There's a couple more checks in the if
statement guarding this optimisation, if you want a more thorough list.
Though not the basic issue of your question, future readers might be curious about how to efficiently perform string concatenations. Besides similar questions on S.O, the Python FAQ also has an entry on this.
Actually, the behavior you are observing is determined by the behavior of the memory-allocator of the C-runtime on your OS.
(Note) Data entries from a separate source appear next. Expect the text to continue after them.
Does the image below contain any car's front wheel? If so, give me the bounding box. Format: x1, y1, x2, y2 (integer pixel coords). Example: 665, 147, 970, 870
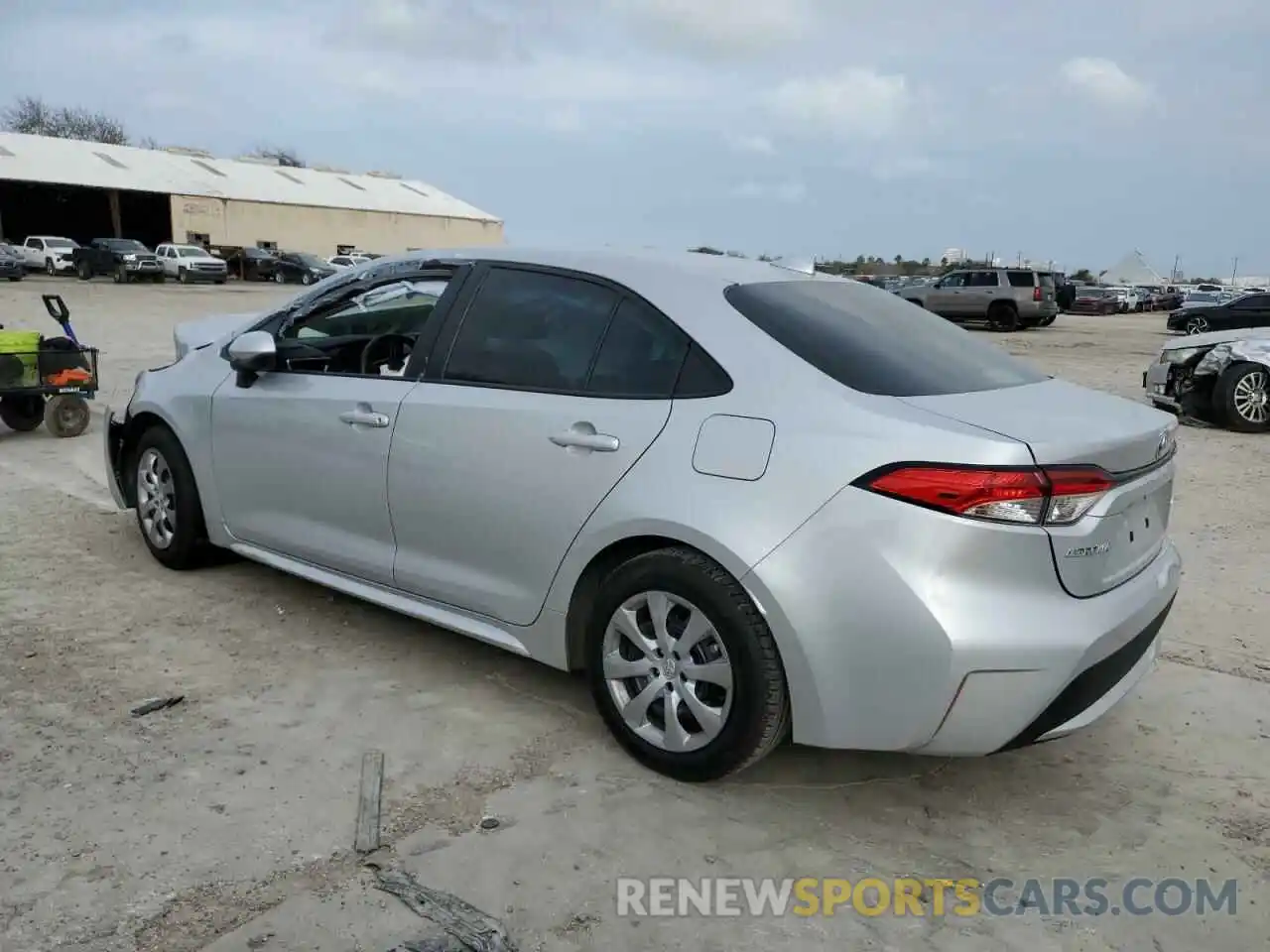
1212, 362, 1270, 432
586, 548, 790, 781
132, 425, 208, 570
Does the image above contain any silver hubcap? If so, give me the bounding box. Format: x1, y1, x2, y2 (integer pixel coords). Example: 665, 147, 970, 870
603, 591, 733, 753
1234, 371, 1270, 422
137, 448, 177, 548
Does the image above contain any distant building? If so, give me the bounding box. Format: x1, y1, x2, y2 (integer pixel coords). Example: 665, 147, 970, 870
0, 133, 503, 258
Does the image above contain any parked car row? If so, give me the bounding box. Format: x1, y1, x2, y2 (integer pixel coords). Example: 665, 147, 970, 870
0, 235, 382, 285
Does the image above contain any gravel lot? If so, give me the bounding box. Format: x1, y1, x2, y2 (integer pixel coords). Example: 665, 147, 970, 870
0, 271, 1270, 952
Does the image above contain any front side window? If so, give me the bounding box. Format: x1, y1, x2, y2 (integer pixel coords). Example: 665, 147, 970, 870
281, 278, 447, 341
444, 268, 618, 393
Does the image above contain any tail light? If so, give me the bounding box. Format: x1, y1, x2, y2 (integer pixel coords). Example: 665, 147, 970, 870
853, 463, 1116, 526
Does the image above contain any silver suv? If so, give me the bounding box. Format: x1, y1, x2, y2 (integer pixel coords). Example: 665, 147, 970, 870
899, 268, 1058, 331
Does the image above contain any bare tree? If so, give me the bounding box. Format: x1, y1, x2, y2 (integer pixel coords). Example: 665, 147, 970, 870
250, 146, 305, 169
0, 96, 128, 146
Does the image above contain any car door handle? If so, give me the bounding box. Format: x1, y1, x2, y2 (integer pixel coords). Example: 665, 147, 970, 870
339, 410, 389, 429
549, 427, 622, 453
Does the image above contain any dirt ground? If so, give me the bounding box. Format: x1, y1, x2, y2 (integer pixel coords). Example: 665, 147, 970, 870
0, 271, 1270, 952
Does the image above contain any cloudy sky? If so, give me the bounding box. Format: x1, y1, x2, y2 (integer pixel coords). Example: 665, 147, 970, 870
0, 0, 1270, 274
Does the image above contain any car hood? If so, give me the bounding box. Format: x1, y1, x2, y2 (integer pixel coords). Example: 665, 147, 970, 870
1163, 327, 1270, 350
172, 312, 262, 361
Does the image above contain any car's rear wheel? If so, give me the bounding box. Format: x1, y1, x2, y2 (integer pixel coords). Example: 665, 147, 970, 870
1212, 362, 1270, 432
586, 548, 790, 781
132, 425, 208, 571
988, 300, 1019, 332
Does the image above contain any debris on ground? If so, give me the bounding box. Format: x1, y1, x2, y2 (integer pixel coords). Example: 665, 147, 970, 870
353, 750, 384, 853
366, 863, 517, 952
132, 694, 186, 717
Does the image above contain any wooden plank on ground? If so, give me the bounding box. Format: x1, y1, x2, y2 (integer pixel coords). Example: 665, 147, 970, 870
353, 750, 384, 853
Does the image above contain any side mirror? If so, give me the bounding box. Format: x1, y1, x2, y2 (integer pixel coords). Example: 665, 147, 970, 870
226, 330, 278, 387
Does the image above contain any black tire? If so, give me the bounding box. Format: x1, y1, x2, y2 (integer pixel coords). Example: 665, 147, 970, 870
126, 424, 210, 571
988, 300, 1019, 334
45, 394, 90, 439
585, 547, 791, 783
1212, 361, 1270, 432
0, 396, 45, 432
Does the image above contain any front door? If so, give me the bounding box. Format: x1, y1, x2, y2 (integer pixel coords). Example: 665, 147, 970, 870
212, 266, 461, 585
926, 272, 966, 317
389, 267, 687, 625
212, 371, 414, 584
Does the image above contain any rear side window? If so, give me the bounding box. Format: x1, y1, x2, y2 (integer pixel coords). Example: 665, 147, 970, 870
586, 298, 689, 400
444, 268, 617, 393
724, 280, 1047, 396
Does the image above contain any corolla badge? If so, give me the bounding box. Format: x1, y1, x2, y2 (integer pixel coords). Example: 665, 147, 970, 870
1063, 542, 1111, 558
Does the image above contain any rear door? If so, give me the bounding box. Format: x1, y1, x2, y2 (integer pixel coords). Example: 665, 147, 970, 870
906, 380, 1178, 598
387, 266, 687, 625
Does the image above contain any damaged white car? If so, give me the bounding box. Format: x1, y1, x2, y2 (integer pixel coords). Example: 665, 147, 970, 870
1142, 327, 1270, 432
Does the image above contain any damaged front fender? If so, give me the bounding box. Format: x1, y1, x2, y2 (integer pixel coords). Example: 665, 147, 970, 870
1195, 337, 1270, 377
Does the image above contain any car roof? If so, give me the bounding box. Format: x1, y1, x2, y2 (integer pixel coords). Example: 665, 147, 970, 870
375, 245, 847, 291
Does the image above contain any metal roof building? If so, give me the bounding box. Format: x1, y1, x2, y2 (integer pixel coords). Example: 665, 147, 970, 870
0, 133, 503, 255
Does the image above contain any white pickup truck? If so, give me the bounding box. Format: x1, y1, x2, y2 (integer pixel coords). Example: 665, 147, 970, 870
155, 241, 230, 285
18, 235, 78, 274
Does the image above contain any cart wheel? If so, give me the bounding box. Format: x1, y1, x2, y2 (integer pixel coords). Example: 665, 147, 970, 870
45, 394, 89, 436
0, 396, 45, 432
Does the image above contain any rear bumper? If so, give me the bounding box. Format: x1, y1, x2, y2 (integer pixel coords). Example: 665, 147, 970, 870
744, 490, 1181, 756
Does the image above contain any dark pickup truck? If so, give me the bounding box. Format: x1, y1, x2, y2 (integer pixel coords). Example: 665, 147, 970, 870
71, 239, 165, 285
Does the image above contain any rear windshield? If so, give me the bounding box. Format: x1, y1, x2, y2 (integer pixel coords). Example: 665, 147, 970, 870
724, 280, 1048, 396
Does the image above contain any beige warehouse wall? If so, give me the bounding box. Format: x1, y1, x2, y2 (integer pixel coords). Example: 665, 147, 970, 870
172, 195, 503, 258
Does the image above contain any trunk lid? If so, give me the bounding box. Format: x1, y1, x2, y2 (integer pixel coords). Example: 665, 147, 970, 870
903, 380, 1178, 598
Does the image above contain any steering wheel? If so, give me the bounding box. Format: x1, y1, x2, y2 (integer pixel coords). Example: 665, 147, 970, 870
362, 334, 414, 373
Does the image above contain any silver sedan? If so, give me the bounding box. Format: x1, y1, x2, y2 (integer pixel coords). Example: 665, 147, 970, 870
104, 248, 1180, 780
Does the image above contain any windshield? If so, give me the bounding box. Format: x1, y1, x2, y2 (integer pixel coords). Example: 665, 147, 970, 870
724, 280, 1047, 396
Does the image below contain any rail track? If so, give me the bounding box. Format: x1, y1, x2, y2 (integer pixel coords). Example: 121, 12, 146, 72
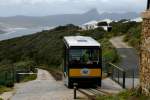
74, 87, 112, 100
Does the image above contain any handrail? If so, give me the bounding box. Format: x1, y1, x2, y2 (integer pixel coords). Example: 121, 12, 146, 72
108, 63, 126, 88
108, 63, 125, 72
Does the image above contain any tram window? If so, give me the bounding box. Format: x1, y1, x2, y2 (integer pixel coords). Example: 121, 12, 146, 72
69, 49, 99, 64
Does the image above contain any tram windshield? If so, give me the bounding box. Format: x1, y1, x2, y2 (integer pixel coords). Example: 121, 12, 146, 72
69, 49, 99, 64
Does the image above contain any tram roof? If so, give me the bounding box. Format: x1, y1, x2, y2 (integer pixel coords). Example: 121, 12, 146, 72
64, 36, 100, 47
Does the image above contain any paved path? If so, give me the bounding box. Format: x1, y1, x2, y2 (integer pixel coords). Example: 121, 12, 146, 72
10, 69, 84, 100
110, 36, 138, 75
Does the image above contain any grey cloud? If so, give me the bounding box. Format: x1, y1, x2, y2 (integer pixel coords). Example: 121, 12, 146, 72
0, 0, 146, 16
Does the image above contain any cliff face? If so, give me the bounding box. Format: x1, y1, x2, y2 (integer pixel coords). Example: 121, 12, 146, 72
140, 11, 150, 96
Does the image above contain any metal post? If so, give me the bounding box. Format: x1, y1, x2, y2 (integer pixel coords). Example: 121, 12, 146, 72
123, 72, 126, 88
73, 83, 78, 99
132, 70, 134, 89
74, 87, 77, 99
118, 70, 119, 83
147, 0, 150, 10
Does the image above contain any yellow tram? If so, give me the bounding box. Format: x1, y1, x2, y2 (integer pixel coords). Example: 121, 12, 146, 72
63, 36, 102, 88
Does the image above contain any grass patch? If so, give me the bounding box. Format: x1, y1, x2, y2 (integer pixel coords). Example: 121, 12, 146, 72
0, 86, 12, 94
96, 90, 150, 100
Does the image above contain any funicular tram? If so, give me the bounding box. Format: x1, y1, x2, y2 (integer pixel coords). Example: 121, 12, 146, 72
63, 36, 102, 88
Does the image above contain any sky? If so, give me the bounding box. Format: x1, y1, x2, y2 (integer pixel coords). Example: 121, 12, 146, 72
0, 0, 147, 16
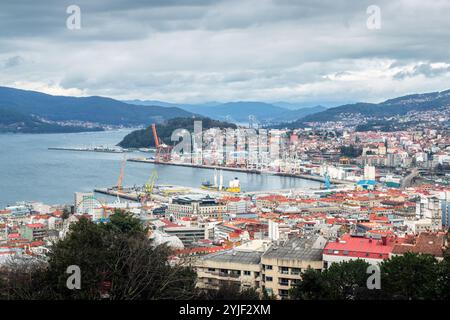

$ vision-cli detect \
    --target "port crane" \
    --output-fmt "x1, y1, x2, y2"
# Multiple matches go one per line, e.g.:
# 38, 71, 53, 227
139, 170, 158, 205
152, 123, 172, 162
116, 154, 127, 191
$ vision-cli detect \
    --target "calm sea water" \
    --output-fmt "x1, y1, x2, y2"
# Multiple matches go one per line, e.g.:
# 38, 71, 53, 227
0, 130, 319, 208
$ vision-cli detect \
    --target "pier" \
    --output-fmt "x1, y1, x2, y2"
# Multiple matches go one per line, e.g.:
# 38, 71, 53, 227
127, 158, 353, 185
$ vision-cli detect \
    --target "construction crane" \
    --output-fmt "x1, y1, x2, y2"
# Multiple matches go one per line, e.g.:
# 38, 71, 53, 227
152, 123, 172, 162
139, 170, 158, 205
144, 170, 158, 197
324, 173, 331, 190
116, 154, 127, 191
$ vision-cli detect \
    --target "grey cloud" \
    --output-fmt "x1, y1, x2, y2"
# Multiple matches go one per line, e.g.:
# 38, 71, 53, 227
3, 56, 25, 68
394, 63, 450, 80
0, 0, 450, 102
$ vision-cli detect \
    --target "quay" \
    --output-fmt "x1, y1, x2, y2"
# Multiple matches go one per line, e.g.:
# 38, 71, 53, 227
127, 158, 353, 185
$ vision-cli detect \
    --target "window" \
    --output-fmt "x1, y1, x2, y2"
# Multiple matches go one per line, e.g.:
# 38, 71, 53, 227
278, 267, 289, 274
278, 289, 289, 298
291, 268, 302, 275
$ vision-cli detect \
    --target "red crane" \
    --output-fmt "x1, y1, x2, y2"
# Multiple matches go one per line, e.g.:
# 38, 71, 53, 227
152, 123, 172, 162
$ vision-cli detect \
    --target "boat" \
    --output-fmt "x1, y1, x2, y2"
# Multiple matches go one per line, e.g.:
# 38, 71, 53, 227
200, 170, 241, 193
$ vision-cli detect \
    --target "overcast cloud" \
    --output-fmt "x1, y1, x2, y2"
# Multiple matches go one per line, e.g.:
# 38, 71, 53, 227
0, 0, 450, 104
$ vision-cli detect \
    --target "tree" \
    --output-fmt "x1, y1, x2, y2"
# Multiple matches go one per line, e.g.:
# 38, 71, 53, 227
0, 211, 196, 300
289, 259, 374, 300
197, 282, 261, 300
437, 254, 450, 300
380, 252, 440, 300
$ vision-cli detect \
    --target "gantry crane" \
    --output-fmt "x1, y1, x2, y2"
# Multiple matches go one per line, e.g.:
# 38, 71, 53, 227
116, 154, 127, 191
152, 123, 172, 162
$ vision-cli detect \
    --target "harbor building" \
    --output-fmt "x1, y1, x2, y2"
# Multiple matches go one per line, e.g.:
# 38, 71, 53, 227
261, 236, 326, 299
CPython has an optimization, that if the unicode-object has only one reference, it can be changed in-place - nobody would register that the unicode-object loss its immutability for a moment. See my answer to this SO-question for more details.
In foo2
, there is another reference to the unicode object (temp
), which prevents the in-place-optimization: Changing it in-place would break the immutability, because it could be observed through temp
.
However, even with the inplace optimization, it is not obvious, why O(n^2)
behavior can be avoided, as unicode object doesn't overallocate and thus has to exend the underlying buffer at every addition, which naively would mean a copy of the whole content (i.e. O(n)
) in every step.
However, most of the time realloc
(differently than malloc
+copy) can be done in O(1)
, because if the memory directly behind the the allocated buffer is free, it can be used to extend the original without copying.
An interesting detail is that there is no guarantee, that foo
will run in O(n)
: If the memory is fragemented (e.g. in a long running process). realloc
wont be able to extend the buffer without copying the data and thus the running time will become O(n^2)
.
Thus one should not rely on this optimization to avoid quadratic running time.